First published in 1998, this volume dwells upon the socio-political problem of "under-representation" at great length within the context of immigration through analysis of Turkish immigrants within the "cosy" country of Denmark on the European Periphery. The main purpose has been to show the fictitious and constructed character of the identities that are normally presupposed and taken for granted. Bülent Diken attempts to "defamiliarize" the familiar notions of the "immigrant" and what is taken for granted in the field of immigration. To counter this, Diken allows the "immigrant" to speak throughout interviews. In addition, the study dwells on local and central state policies and planning. This requires a merger of social theory with research on immigration as well as (social and physical) planning, in this case in a Danish context with an examination on how the application of planning and urban politics are oriented toward immigrants.
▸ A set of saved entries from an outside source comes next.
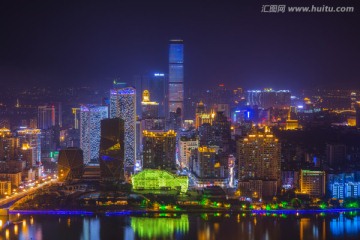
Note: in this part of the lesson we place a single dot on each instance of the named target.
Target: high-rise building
(46, 117)
(158, 89)
(90, 118)
(70, 164)
(259, 157)
(312, 183)
(149, 109)
(357, 108)
(112, 149)
(123, 105)
(268, 98)
(7, 145)
(186, 146)
(159, 149)
(176, 76)
(76, 113)
(32, 139)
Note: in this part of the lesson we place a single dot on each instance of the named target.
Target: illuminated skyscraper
(312, 183)
(70, 164)
(90, 118)
(7, 145)
(268, 98)
(158, 87)
(112, 149)
(186, 146)
(176, 76)
(123, 105)
(259, 157)
(159, 149)
(76, 113)
(32, 139)
(357, 108)
(46, 117)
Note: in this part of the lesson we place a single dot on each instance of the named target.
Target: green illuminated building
(154, 179)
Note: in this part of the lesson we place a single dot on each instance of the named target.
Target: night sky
(78, 42)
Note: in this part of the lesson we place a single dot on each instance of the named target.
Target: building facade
(112, 149)
(70, 164)
(176, 76)
(123, 105)
(90, 119)
(312, 183)
(159, 149)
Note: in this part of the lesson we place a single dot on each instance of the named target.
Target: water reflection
(183, 226)
(160, 226)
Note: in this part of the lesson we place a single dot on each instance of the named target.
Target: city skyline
(93, 43)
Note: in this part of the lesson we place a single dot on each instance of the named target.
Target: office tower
(159, 150)
(27, 155)
(112, 149)
(7, 145)
(148, 109)
(268, 98)
(90, 118)
(176, 76)
(140, 83)
(174, 121)
(259, 164)
(357, 108)
(46, 117)
(204, 164)
(70, 164)
(312, 183)
(222, 132)
(186, 146)
(158, 89)
(123, 105)
(259, 156)
(31, 137)
(76, 113)
(201, 116)
(335, 155)
(4, 123)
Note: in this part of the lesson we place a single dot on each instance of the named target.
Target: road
(7, 202)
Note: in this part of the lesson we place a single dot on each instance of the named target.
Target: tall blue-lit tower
(123, 105)
(90, 122)
(176, 76)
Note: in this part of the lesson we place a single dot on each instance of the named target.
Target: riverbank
(148, 211)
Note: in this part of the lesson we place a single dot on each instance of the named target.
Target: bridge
(7, 202)
(344, 111)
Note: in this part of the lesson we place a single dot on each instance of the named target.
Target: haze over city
(93, 42)
(180, 119)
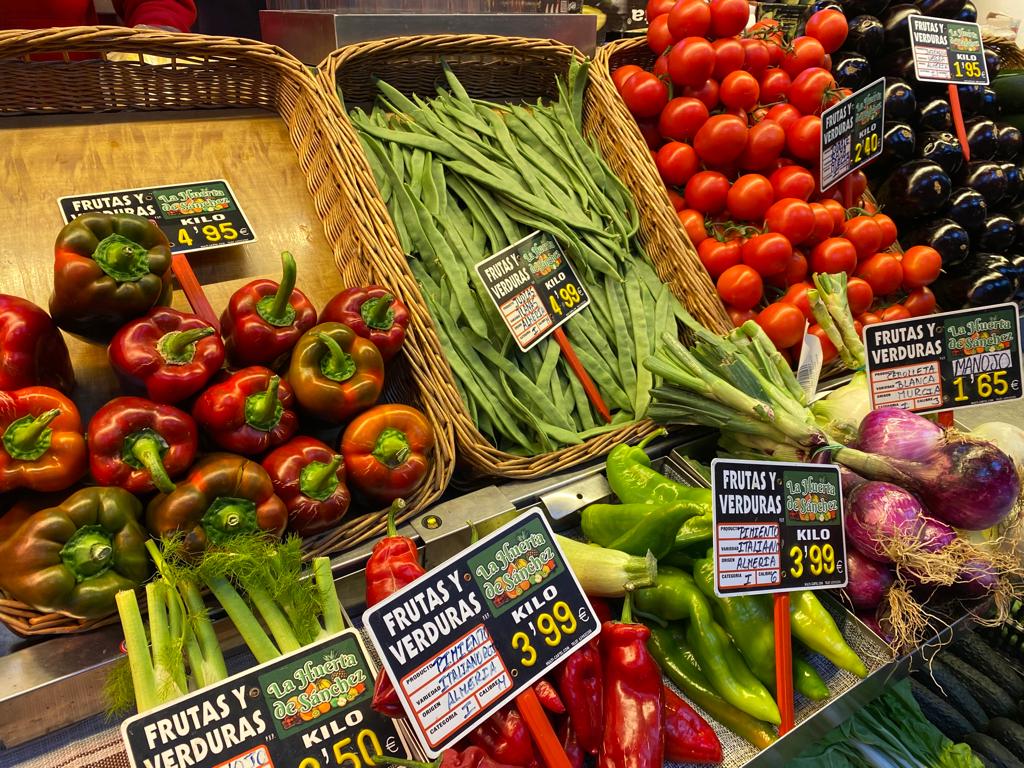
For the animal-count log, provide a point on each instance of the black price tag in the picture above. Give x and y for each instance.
(940, 361)
(306, 710)
(947, 51)
(851, 132)
(534, 286)
(472, 633)
(778, 527)
(194, 216)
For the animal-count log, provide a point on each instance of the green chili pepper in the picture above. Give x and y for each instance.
(677, 660)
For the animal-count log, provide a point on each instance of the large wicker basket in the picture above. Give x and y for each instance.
(70, 71)
(510, 69)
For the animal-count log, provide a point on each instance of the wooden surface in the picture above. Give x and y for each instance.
(44, 159)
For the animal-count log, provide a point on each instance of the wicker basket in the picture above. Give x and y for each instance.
(218, 73)
(510, 69)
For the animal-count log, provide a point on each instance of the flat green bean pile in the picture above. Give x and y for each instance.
(464, 178)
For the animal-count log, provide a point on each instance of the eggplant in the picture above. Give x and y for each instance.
(934, 115)
(968, 208)
(985, 176)
(914, 188)
(997, 233)
(1008, 141)
(851, 70)
(942, 147)
(981, 138)
(901, 104)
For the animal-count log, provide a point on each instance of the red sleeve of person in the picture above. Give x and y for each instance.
(15, 14)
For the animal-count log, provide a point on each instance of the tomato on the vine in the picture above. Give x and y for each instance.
(739, 286)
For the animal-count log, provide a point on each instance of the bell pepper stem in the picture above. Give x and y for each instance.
(278, 309)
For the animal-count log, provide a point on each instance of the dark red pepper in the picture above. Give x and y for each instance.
(168, 354)
(688, 738)
(580, 684)
(139, 445)
(373, 312)
(634, 696)
(264, 320)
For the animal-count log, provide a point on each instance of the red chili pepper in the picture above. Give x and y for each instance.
(634, 696)
(309, 478)
(248, 413)
(688, 738)
(373, 312)
(580, 684)
(263, 320)
(138, 444)
(168, 354)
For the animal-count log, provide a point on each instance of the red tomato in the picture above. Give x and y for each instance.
(896, 311)
(775, 85)
(755, 55)
(718, 256)
(689, 18)
(782, 323)
(693, 223)
(681, 118)
(750, 197)
(865, 235)
(834, 255)
(728, 17)
(739, 286)
(659, 38)
(721, 139)
(707, 192)
(768, 254)
(739, 90)
(806, 52)
(920, 301)
(621, 75)
(828, 28)
(676, 162)
(728, 56)
(707, 93)
(803, 138)
(812, 89)
(765, 141)
(691, 61)
(645, 95)
(883, 272)
(922, 265)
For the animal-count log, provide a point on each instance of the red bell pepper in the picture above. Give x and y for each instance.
(309, 478)
(32, 350)
(248, 413)
(688, 738)
(263, 320)
(41, 442)
(373, 312)
(168, 354)
(139, 445)
(634, 697)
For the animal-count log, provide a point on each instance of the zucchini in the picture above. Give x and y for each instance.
(995, 753)
(940, 714)
(995, 701)
(973, 649)
(1008, 732)
(941, 680)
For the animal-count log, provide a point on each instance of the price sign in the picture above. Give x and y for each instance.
(851, 132)
(534, 286)
(778, 527)
(471, 634)
(194, 216)
(309, 709)
(953, 359)
(947, 51)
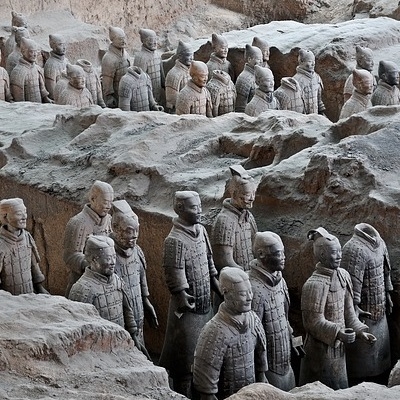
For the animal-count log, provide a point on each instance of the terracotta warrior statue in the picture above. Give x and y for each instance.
(27, 80)
(195, 98)
(310, 83)
(366, 258)
(149, 60)
(178, 75)
(92, 82)
(364, 60)
(56, 63)
(246, 81)
(130, 264)
(93, 219)
(264, 98)
(231, 350)
(114, 65)
(223, 93)
(387, 93)
(360, 100)
(190, 276)
(329, 318)
(135, 92)
(19, 257)
(264, 47)
(103, 288)
(271, 304)
(218, 56)
(75, 94)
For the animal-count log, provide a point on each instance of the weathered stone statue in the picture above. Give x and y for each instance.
(195, 98)
(75, 94)
(231, 350)
(19, 257)
(364, 60)
(289, 95)
(149, 60)
(190, 275)
(100, 286)
(93, 219)
(130, 264)
(366, 258)
(135, 92)
(178, 75)
(310, 83)
(387, 93)
(92, 82)
(218, 60)
(223, 93)
(234, 227)
(264, 98)
(246, 81)
(360, 100)
(271, 304)
(56, 63)
(264, 47)
(329, 318)
(27, 80)
(114, 65)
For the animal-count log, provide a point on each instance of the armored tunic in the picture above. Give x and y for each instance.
(188, 266)
(289, 95)
(27, 82)
(78, 228)
(245, 88)
(311, 90)
(261, 102)
(175, 81)
(327, 307)
(193, 99)
(19, 262)
(235, 228)
(366, 258)
(229, 352)
(271, 304)
(150, 62)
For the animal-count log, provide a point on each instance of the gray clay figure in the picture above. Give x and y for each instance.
(329, 318)
(19, 257)
(231, 350)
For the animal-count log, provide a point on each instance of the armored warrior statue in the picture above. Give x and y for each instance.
(149, 60)
(135, 92)
(366, 258)
(195, 98)
(190, 275)
(387, 93)
(93, 219)
(100, 286)
(329, 318)
(27, 80)
(223, 93)
(178, 75)
(289, 95)
(218, 59)
(360, 100)
(264, 98)
(92, 82)
(271, 303)
(231, 350)
(130, 263)
(19, 258)
(365, 60)
(114, 65)
(56, 63)
(246, 81)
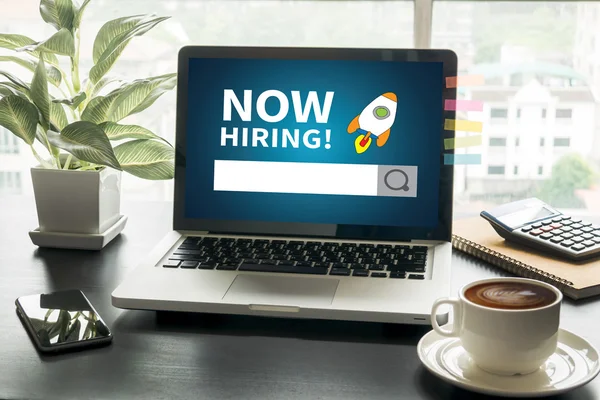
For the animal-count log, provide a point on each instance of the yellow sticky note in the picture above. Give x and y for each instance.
(462, 125)
(461, 142)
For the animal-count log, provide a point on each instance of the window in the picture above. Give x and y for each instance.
(562, 142)
(564, 113)
(497, 142)
(496, 170)
(9, 143)
(499, 113)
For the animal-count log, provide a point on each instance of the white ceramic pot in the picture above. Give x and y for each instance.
(84, 202)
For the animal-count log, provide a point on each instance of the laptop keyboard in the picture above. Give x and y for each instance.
(300, 257)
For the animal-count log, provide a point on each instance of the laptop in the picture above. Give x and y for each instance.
(309, 183)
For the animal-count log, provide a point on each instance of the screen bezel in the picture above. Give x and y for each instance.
(443, 229)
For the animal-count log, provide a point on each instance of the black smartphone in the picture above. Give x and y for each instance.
(62, 321)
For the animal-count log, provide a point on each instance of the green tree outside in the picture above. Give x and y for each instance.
(569, 173)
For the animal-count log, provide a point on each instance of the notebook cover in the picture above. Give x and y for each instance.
(583, 276)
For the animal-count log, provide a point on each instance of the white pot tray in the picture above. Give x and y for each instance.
(78, 240)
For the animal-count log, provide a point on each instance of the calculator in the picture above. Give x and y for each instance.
(533, 223)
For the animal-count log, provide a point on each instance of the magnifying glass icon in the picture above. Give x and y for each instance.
(396, 179)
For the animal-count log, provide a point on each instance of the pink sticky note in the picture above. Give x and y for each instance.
(463, 105)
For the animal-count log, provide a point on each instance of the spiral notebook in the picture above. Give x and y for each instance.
(476, 237)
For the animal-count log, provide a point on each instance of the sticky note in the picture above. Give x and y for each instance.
(461, 142)
(462, 125)
(463, 105)
(454, 159)
(465, 80)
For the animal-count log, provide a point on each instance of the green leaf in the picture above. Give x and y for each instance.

Together with an interest in political and discursive "strategies", the "tactics" used by immigrants in coping with these strategies are focused on at length.
Table of Contents
1. Politics of Immigration and "The Spirit of Aarhus". 2. Discourse of Immigration and the Gestures of Power. 3. "The Fear of Touching" and the Suburban Ghetto. 4. Social Space and the Secret of "Invisibility". 5. Hybridity, Globalization and the Stranger. 6. Tradition, (Post)Modernity and Ambivalence. 7. "Economies of Signs and Space" and Immigration. 8. Towards an "Ambivalent" Social Theory. 9. Heterogeneous Reflexivity, Ambivalence and Planning. 10. Instead of a Conclusion: "The Other Heading".